We could set 2.1k data points aside for the validation set. Ideally, we’d need the same for a test set. The rest can be allocated to the training set. The more the better in there, but we don’t have much of a choice if we want to reliably measure model performance.

I hope I kept my promise about being able to answer the “how should I split my dataset” question.

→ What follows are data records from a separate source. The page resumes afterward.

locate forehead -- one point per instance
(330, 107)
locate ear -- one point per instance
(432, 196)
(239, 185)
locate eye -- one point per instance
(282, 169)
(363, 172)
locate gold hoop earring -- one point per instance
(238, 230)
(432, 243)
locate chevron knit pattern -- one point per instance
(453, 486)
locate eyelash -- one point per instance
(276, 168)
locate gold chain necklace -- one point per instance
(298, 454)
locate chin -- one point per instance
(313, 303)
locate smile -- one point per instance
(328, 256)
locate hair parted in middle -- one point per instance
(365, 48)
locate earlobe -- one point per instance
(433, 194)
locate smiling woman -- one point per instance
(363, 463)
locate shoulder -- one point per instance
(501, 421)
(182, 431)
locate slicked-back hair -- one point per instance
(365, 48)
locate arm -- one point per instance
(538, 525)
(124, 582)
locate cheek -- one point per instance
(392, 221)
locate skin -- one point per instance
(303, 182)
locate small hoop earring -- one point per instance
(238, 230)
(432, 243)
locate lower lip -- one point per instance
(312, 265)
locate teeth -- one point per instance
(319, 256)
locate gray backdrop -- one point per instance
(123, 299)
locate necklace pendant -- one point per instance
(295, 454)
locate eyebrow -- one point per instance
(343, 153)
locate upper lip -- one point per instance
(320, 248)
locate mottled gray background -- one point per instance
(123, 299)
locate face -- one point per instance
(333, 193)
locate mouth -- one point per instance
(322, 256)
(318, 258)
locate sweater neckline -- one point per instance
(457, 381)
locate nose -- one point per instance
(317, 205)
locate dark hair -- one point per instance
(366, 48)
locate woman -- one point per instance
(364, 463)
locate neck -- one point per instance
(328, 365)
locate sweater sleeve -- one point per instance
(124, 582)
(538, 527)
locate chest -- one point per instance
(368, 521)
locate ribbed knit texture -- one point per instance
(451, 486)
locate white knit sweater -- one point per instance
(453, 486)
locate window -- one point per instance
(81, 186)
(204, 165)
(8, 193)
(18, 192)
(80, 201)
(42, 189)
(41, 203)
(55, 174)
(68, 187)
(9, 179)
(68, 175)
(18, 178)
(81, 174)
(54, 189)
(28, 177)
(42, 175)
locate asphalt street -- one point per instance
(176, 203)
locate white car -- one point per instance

At least my manager at Mash was way happier with this response compared to the one involving Andrew Ng.

Python implementation

Not the cleanest code ever, I have to admit, but it’ll do for showcasing purposes.

def percentile(n):
    def percentile_(x):
        return np.percentile(x, n)
    percentile_.__name__ = 'percentile_%s' % n
    return percentile_

def train_model(X_train, y_train, X_valid, y_valid, m=xgb.XGBClassifier(learning_rate=0.03, n_estimators=300, n_jobs=-1, use_label_encoder=False)):
    m.fit(X_train, y_train)
    probs_valid = m.predict_proba(X_valid)[:,1]
    return roc_auc_score(y_valid, probs_valid)

def estimate_valid_size_df(X, y, grid=np.arange(0.1, 1.1, 0.1), reps=range(30), verbose=False):
    valid_aucs = []

    X_train, X_valid, y_train, y_valid = train_test_split(X, y, test_size=0.3, random_state=123)
    if verbose: print(f"Training on fixed {len(X_train)} points (70% total). Max validation size (30% total): {len(X_valid)}")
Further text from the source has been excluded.